While it's unclear exactly how the security breach occurred, what's more concerning is that the firm waited more than a month to reveal the issue to the public. Equifax learned of the breach in late July. The company is now facing a lawsuit worth billions of dollars in damages.
While markets will continue actively trading today, many of the 20 million residents of Florida are busy bracing for this weekend's arrival of Hurricane Irma. Much of the Miami area, and the greater Miami-Dade County, has been ordered to evacuate until the storm has passed. Interstate travel heading north out of the state has been log-jammed for most of the week, and virtually every municipality in the state is preparing for a potential crisis. The hurricane is expected to tear across Florida and then head up the U.S. East Coast. Georgia, South Carolina, and North Carolina have all already declared a state of emergency in anticipation of the storm.
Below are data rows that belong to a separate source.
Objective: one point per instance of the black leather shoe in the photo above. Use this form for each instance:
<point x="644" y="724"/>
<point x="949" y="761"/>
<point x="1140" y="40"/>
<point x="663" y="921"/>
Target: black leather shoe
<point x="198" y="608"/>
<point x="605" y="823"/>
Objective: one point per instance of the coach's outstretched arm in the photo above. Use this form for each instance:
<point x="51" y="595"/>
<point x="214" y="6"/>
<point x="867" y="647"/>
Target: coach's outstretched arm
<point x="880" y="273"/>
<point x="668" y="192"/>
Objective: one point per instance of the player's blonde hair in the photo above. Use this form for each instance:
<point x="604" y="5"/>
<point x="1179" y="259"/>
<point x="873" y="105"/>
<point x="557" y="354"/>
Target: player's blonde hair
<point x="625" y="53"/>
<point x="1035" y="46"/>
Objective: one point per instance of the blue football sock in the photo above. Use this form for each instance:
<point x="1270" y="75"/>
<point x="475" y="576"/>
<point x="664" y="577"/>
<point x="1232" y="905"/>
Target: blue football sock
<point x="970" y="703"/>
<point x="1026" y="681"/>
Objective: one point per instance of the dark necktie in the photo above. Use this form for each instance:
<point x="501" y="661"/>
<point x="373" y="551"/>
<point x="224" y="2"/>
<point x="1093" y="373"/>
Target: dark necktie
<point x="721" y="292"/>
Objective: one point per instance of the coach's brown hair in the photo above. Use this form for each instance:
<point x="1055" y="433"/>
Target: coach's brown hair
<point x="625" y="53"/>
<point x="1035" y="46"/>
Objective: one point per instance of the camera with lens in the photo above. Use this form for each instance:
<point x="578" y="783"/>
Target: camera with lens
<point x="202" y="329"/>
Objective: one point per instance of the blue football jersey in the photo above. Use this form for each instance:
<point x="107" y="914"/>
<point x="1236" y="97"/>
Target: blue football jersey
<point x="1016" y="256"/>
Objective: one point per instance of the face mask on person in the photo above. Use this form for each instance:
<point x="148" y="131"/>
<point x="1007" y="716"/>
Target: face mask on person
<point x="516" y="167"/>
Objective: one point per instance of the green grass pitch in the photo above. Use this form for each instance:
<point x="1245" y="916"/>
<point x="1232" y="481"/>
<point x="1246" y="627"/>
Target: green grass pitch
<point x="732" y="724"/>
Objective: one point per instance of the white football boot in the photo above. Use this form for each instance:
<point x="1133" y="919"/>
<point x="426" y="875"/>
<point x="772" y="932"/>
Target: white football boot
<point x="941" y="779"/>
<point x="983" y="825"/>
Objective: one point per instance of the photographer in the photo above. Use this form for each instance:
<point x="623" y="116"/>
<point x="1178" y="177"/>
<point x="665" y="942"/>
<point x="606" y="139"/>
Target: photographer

The extreme weather is disrupting lives and commerce elsewhere, as well: Mexico was devastated by a massive magnitude 8 earthquake that has already taken the lives of dozens of people. Scientists believe the tremor could cause a tsunami in the gulf.
The opinions and forecasts herein are provided solely for informational purposes, and should not be used or construed as an offer, solicitation, or recommendation to buy or sell any product.